Media implored to unearth mal-practice in private, public sectors 

Enacy Mapakame recently in Accra – Ghana

The media have been challenged to take a leading role in unearthing mal-practice in public offices, enhance debt accountability and public finance management to enable the African region, Zimbabwe included, achieve meaningful development from its vast natural resources.

The region is endowed with some of the world’s largest mineral deposits but also has some of the poorest countries in the world.

Corruption, illicit financial flows, debt injustice and mismanagement of resources are among the key challenges affecting the region and keeping it poor.

The lack of transparency and accountability has also led to deterioration of public service delivery with urban centres, for instance Harare residents going for years without running water on their taps, while sewer reticulation is poor, also resulting in the spread of diseases such as cholera and typhoid.

Another challenge the region faces is unsustainable borrowing, leading to a debt distress status, which countries like Malawi, Mozambique, Sao Tome and Principe, Somalia, Sudan, Zambia and Zimbabwe are currently entangled in.

Africa Centre for Energy Policy (ACEP) executive director, Benjamin Boakye, said it was imperative for the media to play a checks and balances role to ensure accountability in the face of the region losing out to illicit financial flows.

“Corruption and bad governance are cancerous issues keeping Africa poor. The media therefore need to play a critical role in bringing public officers to account.

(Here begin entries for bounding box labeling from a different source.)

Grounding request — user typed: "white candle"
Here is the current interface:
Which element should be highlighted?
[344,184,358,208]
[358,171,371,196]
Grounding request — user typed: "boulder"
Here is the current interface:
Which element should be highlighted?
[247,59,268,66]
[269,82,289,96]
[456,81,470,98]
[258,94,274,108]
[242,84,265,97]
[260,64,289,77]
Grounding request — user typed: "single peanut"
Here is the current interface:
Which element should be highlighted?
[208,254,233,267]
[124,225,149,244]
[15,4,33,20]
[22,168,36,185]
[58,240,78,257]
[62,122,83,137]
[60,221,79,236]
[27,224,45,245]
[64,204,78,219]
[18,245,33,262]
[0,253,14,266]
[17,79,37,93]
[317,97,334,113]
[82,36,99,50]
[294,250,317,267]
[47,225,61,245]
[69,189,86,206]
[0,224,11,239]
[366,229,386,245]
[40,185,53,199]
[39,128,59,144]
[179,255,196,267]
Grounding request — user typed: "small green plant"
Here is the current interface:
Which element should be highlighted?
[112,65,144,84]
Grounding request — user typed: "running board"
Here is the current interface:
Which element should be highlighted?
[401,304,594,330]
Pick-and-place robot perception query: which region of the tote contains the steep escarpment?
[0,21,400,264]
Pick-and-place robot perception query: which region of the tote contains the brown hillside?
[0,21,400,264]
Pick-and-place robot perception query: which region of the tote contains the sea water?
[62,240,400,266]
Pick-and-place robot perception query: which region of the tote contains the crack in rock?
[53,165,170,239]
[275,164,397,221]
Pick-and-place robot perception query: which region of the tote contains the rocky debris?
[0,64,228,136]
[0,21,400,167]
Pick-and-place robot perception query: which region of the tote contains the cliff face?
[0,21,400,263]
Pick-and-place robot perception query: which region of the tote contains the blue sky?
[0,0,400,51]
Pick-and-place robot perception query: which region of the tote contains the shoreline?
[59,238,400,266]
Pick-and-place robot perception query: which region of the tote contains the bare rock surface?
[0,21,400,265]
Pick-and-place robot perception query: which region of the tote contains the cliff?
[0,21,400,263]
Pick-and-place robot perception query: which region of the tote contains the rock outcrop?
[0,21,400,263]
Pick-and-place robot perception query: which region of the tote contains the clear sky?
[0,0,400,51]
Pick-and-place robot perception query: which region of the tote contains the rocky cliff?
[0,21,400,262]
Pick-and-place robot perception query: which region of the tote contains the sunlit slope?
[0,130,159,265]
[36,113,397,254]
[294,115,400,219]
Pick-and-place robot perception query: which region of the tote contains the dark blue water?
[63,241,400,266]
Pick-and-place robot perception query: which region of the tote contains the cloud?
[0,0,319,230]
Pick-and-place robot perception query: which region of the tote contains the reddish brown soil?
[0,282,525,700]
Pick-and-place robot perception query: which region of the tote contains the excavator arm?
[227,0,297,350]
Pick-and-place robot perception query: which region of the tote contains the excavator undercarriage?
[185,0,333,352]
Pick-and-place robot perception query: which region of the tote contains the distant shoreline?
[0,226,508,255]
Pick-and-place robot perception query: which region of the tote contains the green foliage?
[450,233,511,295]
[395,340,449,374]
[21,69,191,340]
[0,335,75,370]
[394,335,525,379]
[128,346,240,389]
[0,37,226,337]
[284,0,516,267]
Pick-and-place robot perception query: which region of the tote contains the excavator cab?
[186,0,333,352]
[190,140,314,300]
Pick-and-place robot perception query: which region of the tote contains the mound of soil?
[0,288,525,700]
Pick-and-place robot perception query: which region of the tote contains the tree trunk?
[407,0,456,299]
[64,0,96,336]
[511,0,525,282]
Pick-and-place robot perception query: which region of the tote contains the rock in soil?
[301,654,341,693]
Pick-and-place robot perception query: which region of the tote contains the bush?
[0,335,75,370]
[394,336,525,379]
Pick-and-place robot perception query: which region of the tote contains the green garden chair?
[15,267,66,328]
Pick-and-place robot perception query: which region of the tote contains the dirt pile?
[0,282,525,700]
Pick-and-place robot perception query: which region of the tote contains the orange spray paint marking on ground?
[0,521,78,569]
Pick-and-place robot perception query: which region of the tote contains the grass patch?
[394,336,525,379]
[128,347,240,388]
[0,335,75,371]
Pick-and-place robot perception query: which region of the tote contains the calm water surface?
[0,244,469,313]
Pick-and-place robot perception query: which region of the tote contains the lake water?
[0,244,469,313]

“We have vast resources as a region but nothing to show for it because there are a few who benefit from them through illicit trades. At the end countries start procuring debt, which again benefits a few. As the media, it is your role to unearth these shenanigans, explain where the resources are going, so that everyone benefit from meaningful development,” he said during the third edition of the AFRODAD Media Initiative (Afromed 111) held in Accra – Ghana last week.

Fourth Estate editor-in-chief Manasseh Azure Awumi also concurred on the critical role of the media in bringing transparency and accountability in utilisation of resources, as well as debt contraction and utilisation.

“The problem we are also seeing today is some media houses playing public relations roles for politicians and certain organisations. This should not be the case but we should police and scrutinise public finance management,” he said.

AFRODAD policy, advocacy and research manager Theophilus Yungong Jong highlighted the need for the media to be on the look-out during election periods to bring politicians to account.